According to the Associated Press, the program fielded 4,900 tips in its first month, with about one third serious enough to pass along to police.

Jacklin Rhoads, spokesperson with the Attorney General’s office, said the tips have not led to any charges from the Attorney General’s office. That does not account for local police charges.

Nelson added that tips are “taken seriously and there’s a very prompt response. … They try to engage the parents, the kids — there’s an enormous amount of communication that goes on.”

Started in January, Safe2Say teaches students, parents and teachers how to spot warning signs for potential dangers, giving them an outlet to post concerns. It was started by state Sens.

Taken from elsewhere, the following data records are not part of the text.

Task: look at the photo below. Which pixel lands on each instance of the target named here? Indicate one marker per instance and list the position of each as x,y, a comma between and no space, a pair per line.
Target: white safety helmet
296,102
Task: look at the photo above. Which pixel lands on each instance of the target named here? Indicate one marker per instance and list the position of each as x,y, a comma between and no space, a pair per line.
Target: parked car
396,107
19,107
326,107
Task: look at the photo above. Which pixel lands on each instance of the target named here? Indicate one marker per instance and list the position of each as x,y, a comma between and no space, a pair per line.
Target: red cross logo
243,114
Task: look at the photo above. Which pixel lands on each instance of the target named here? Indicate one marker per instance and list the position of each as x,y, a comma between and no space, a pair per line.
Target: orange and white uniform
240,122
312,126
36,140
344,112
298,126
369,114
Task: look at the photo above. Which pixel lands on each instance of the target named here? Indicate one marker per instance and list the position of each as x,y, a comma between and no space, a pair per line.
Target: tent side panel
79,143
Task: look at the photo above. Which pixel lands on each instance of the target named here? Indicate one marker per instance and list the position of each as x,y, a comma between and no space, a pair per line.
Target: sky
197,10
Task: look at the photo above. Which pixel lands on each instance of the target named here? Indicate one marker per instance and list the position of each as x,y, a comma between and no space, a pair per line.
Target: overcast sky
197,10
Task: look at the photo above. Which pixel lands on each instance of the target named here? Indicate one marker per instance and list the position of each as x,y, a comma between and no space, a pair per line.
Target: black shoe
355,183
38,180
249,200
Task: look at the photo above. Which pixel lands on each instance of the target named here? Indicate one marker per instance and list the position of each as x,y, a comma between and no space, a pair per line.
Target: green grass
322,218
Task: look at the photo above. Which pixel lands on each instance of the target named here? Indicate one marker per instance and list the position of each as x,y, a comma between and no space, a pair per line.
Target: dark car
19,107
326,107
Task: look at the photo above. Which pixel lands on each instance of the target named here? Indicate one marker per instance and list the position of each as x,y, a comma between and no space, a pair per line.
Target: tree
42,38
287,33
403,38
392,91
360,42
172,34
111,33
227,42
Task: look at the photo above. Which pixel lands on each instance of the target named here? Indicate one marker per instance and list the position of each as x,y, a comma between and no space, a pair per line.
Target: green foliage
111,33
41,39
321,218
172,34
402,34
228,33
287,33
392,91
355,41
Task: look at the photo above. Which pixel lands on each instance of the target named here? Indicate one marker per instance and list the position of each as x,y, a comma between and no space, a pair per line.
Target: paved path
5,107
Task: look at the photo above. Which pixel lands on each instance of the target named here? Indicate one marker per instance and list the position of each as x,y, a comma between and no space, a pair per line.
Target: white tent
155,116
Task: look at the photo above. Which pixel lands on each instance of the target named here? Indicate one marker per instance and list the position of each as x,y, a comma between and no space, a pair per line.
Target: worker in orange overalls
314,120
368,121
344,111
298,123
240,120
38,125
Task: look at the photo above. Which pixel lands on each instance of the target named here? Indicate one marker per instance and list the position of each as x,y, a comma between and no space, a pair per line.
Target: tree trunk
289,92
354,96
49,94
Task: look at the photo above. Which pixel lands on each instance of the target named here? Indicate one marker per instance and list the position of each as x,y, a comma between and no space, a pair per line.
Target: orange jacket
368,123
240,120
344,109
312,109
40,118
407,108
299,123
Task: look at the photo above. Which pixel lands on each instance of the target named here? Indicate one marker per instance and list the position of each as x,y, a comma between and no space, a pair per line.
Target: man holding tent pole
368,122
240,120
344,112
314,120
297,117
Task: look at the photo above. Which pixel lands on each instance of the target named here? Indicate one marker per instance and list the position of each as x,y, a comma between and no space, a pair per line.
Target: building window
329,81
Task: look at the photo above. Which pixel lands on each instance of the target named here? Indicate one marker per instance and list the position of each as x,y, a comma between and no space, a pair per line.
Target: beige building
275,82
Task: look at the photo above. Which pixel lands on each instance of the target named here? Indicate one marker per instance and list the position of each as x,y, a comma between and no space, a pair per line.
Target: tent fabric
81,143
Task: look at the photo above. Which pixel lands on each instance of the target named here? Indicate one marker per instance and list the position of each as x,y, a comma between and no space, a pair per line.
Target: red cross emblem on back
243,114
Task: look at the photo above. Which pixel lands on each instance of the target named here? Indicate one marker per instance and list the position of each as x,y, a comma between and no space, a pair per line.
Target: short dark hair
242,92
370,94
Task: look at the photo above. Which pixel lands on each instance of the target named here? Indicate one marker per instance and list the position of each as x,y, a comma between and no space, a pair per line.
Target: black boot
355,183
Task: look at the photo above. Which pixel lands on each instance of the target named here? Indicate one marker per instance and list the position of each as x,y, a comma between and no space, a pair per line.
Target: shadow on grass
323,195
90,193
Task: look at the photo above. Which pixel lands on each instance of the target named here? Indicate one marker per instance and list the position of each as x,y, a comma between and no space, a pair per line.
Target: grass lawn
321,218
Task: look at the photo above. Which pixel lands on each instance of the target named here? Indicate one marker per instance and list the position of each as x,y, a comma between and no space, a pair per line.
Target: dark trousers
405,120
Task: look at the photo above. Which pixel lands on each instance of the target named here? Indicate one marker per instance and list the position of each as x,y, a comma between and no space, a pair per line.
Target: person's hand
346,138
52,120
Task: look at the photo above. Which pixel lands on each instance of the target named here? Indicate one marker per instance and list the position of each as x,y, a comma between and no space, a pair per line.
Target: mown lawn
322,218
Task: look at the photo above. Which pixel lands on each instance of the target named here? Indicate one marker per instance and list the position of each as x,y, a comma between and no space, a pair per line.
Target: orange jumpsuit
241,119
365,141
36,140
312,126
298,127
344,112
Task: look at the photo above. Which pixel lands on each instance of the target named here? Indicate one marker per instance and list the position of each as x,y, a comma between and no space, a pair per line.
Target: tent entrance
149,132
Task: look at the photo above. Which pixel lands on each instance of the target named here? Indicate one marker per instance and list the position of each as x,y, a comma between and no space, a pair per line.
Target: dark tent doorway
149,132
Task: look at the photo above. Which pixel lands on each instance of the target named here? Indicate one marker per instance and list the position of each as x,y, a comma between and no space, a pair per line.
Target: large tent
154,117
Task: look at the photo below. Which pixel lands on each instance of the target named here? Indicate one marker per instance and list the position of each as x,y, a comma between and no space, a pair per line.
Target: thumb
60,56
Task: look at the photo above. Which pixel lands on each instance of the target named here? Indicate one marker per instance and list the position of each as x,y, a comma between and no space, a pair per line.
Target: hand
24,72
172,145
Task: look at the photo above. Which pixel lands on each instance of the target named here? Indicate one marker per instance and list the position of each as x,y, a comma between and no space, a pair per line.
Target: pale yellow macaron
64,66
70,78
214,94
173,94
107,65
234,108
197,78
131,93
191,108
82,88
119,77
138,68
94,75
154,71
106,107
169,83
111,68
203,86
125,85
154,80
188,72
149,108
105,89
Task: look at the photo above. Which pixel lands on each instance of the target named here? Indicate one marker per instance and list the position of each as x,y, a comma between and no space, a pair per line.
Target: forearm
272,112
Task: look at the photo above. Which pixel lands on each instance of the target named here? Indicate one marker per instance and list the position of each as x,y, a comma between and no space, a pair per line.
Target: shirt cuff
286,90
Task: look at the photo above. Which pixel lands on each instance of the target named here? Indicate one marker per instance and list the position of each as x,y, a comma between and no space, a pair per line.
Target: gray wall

Vincent Hughes, D-Philadelphia/Montgomery, and Pat Browne, R-Lehigh, along with the Sandy Hook Promise, a nonprofit organization aimed at protecting children from gun violence after a Connecticut shooting claimed the lives of 20 first-graders and six staff members in 2012.

Tips can be unanimously submitted by calling 844-723-2729, on safe2saypa.org/tip or through an associated app. According to the report, 3,585 tips were reported through the website, more than 19,390 through the app and almost 520 tips were submitted over the phone.

After a tip is submitted, it is sent to a call center in Harrisburg, which receives calls and emails 24 hours a day, seven days a week, and assesses it for viability and legitimacy. This year, the center fielded 1,300 prank tips.

From there, it is referred to the appropriate school district or police department for action.

“I am pleased that the Safe2Say Something annual report shows the program is having a tremendous impact in its early stages,” Hughes said in a news release. “I am hopeful that our communities continue to embrace Safe2Say Something and use it as a means to protect our schools and get those who may be struggling the help they need.”

So far, the program has cost almost $743,430. Nelson said he hopes Safe2Say remains a place where students feel safe submitting tips.

According to the Associated Press, Shapiro must produce an annual report that includes the total number of calls for the year for as long as the program is viable, calls broken down by school entity and the cost.